Training firm introduces courses on road safety
A BELAIT-BASED training company is looking to include road safety aspects into its existing Health, Safety, Security and Environment (HSSE) training services in its bid to expand its portfolio.
The firm, Joffren Omar Company Sdn Bhd, with its head office located at Sg Bera Industrial Site, recently collaborated with BRUNZ Safety Management Training Company for a two-day pilot programme that educate participants on understanding the risks they face while driving.
Named the “Street Talk Driver Education Programme”, the training, which focuses on psychology as the key factor for road safety, was designed by New Zealand Transport Agency (NZTA) and was approved by the Land Transport Department.
Clifford Santa Maria, an NZTA approved driving instructor and also a consultant and training manager at BRUNZ Safety Management Training Company, explained that the programme is designed to be interactive.
“It allows participants to share their experiences, enlighten the others on the concepts of driving, as driving for over 30 years does not make a person an experienced driver,” he said.

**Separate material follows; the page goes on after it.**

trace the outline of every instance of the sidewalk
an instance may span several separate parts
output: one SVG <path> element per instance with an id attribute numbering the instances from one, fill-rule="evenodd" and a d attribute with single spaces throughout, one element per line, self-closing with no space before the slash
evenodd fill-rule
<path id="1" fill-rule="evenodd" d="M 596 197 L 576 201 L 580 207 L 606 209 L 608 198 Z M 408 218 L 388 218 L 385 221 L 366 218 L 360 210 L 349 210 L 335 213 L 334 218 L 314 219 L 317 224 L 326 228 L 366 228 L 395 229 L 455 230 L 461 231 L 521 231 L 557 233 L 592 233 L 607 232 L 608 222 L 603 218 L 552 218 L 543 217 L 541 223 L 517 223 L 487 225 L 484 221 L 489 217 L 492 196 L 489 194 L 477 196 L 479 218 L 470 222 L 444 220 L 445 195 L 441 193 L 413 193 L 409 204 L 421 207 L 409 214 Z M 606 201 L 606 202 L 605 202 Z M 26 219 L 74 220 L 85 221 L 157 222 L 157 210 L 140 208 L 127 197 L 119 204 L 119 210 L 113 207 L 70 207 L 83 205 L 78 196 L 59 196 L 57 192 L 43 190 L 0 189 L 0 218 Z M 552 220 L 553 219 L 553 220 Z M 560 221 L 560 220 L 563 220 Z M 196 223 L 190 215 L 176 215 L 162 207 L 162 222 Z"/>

“They might be experienced, but it does not necessarily mean their driving is safe,” he added.
Gary Young, Joffren Omar Company’s Learning and Development Manager, said that the plan to include road safety as aspects to the company’s HSSE training services was in consideration of the growing need for more awareness on road safety issues.
Road safety, he said, continued to be a concern in the country, noting that 36 road fatalities were recorded, to which The Brunei Times had reported to be the highest ever recorded in the country to date.
Young said that some of these accidents could have been prevented if more people are able to identify and manage the risks.
This may also include the slippery state of the road during the rain, and to drive in a safer manner, he added.
Road safety, said Young, is no stranger to other countries, which had also formulated some policies and standards to curb the rising trends of road traffic accidents and fatalities in their respective areas.
“So what we are doing right now is to bring in their road safety standards into Brunei, as they would have stood the test of time and have been challenged, which will most likely be strong enough to be adapted into Brunei,” he said.
Looking at the successful pilot programme, he said the plan now is to offer it to corporate clients, professional drivers and members of the public as soon as possible.
The programme will then be a course title that will appear in the company’s list of provided training services, and it will also appear on the company’s website and other promotional materials produced, said Young.
While there are still some steps to attend to, he said it may be only a question of months rather than years before they start introducing the course.